Texas Realty Insights aims to analyze real estate market trends within the state of Texas by leveraging historical property sales data. The goal is to provide statistical and visual insights that support strategic decisions related to sales and the optimization of property listings.
knitr::opts_chunk$set(echo = TRUE)
knitr::opts_knit$set(root.dir = "C:/Users/Francesco/Desktop/ProfessionAI")
library(moments)
library(dplyr)
##
## Caricamento pacchetto: 'dplyr'
## I seguenti oggetti sono mascherati da 'package:stats':
##
## filter, lag
## I seguenti oggetti sono mascherati da 'package:base':
##
## intersect, setdiff, setequal, union
library(ggplot2)
## Importing DataFrame
getwd()
## [1] "C:/Users/Francesco/Desktop/ProfessionAI"

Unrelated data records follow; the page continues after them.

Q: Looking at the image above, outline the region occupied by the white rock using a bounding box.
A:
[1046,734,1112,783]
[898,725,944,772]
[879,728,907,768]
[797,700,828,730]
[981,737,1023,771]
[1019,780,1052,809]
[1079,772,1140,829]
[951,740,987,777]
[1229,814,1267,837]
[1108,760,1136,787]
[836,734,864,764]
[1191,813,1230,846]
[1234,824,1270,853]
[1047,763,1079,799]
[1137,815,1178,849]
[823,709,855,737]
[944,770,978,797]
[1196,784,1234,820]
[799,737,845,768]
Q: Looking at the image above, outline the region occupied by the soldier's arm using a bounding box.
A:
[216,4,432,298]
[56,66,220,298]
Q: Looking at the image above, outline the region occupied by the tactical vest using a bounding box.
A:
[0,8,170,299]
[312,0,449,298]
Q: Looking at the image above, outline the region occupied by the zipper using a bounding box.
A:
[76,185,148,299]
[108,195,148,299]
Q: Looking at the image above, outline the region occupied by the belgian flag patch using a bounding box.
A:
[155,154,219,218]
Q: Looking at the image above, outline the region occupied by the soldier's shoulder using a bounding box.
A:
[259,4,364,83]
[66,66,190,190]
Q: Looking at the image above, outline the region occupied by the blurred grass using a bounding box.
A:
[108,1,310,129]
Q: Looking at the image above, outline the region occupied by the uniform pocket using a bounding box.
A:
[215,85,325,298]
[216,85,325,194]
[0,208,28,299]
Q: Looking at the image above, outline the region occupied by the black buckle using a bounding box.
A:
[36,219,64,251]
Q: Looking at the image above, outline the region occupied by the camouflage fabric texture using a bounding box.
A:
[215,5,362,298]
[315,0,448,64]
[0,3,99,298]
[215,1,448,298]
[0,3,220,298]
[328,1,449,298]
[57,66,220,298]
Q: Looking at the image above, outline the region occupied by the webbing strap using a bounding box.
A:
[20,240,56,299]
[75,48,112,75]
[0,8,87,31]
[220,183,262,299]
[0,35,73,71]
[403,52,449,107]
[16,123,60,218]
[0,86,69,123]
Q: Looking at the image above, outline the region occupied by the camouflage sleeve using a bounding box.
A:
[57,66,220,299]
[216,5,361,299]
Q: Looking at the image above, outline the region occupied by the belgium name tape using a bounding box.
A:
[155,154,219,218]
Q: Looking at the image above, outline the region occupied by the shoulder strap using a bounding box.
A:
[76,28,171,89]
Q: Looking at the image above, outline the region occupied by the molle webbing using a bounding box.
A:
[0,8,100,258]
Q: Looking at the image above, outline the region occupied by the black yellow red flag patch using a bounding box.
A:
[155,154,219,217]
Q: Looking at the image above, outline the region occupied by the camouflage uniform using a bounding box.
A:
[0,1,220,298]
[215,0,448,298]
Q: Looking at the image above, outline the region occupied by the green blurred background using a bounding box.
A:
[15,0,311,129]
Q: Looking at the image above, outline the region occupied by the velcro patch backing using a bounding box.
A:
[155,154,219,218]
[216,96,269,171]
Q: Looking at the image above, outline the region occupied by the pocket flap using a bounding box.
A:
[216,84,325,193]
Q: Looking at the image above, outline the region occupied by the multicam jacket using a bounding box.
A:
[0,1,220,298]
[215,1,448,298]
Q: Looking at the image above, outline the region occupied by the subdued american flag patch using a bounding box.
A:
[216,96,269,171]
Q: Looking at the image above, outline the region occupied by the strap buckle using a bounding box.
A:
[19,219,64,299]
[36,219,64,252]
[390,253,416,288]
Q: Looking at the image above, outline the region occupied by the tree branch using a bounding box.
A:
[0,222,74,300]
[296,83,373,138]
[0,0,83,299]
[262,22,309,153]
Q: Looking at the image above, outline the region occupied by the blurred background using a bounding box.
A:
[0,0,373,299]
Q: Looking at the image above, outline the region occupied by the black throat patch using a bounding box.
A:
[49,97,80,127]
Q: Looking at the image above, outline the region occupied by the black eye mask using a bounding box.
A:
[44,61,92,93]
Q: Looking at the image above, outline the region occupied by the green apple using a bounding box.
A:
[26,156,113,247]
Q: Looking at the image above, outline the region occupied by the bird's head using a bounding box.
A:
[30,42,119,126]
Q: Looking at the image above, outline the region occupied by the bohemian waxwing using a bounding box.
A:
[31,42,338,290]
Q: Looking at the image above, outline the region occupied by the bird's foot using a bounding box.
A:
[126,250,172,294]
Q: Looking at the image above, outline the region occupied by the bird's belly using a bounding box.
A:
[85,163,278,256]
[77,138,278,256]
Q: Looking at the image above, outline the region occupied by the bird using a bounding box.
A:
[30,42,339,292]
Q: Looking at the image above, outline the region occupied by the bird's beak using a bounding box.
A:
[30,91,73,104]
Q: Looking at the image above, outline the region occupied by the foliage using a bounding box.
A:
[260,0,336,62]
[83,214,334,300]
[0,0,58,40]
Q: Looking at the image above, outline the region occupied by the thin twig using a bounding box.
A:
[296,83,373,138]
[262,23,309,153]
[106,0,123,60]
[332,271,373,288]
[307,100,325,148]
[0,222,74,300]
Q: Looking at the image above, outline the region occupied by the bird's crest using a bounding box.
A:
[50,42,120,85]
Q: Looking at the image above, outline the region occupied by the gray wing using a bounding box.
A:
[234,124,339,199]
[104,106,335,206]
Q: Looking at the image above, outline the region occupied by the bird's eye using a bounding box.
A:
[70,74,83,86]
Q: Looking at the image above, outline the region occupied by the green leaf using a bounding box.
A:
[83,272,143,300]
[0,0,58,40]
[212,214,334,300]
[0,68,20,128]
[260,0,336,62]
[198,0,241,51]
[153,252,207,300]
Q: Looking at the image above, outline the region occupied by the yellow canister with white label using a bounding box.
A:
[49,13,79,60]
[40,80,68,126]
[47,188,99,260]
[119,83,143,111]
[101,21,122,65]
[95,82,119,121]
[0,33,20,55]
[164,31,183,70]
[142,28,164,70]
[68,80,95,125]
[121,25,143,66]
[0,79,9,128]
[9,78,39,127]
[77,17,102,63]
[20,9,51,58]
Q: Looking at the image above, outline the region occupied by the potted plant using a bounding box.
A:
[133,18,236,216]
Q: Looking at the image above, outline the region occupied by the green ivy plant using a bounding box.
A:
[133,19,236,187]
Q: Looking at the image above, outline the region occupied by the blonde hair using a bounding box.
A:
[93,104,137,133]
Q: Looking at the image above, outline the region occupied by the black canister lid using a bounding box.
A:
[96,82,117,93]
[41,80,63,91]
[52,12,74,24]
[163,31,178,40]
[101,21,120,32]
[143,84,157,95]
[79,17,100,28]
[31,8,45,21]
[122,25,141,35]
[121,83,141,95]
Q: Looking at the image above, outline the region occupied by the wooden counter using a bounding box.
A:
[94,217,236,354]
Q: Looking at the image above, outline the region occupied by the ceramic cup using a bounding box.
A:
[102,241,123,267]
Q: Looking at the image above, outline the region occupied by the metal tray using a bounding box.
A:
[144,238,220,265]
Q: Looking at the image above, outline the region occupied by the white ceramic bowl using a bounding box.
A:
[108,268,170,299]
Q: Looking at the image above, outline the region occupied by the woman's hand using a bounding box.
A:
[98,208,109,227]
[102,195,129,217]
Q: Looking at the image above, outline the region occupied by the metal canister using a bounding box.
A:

data = read.csv("realestate_texas.csv", sep = ",") # Importing
attach(data)
Let’s now identify the variables of the problem under consideration. This is the head of the dataset:
head(data)
## city year month sales volume median_price listings months_inventory
## 1 Beaumont 2010 1 83 14.162 163800 1533 9.5
## 2 Beaumont 2010 2 108 17.690 138200 1586 10.0
## 3 Beaumont 2010 3 182 28.701 122400 1689 10.6
## 4 Beaumont 2010 4 200 26.819 123200 1708 10.6
## 5 Beaumont 2010 5 202 28.833 123100 1771 10.9
## 6 Beaumont 2010 6 189 27.219 122800 1803 11.1
As we can see, the variables are:
“city”: Qualitative variable - Nominal variable. We cannot say
anything about this variable on its own, but it can be used as parameter
to study the other ones.
“year”: Quantitative variable - Continuous
variable, but treated as Qualitative variable - Ordinal variable. We
cannot say anything about this variable on its own, but it can be used
as parameter to study the other ones.
“month”: Qualitative variable
- Nominal variable, but coded as a number. We cannot say anything about
this variable on its own, but it can be used as parameter to study the
other ones.
“sales”: Quantitative variable - Discrete variable. We
can study this variable as a function of years, months and cities, by
calculating its position and variation indexes.
“volume”:
Quantitative variable - Continuous variable. We can study this variable
as a function of years, months and cities, by calculating its position
and variation indexes.
“median_price”: Quantitative variable -
Continuous variable. We can study this variable as a function of years,
months and cities, by calculating its position and variation indexes.
“listings”: Quantitative variable - Discrete variable. We can study
this variable as a function of years, months and cities, by calculating
its position and variation indexes.
“months_inventory”:
Quantitative variable - Continuous variable. We can study this variable
as a function of years, months and cities, by calculating its position
and variation indexes.
All continuous quantitative variables are measured on a ratio scale.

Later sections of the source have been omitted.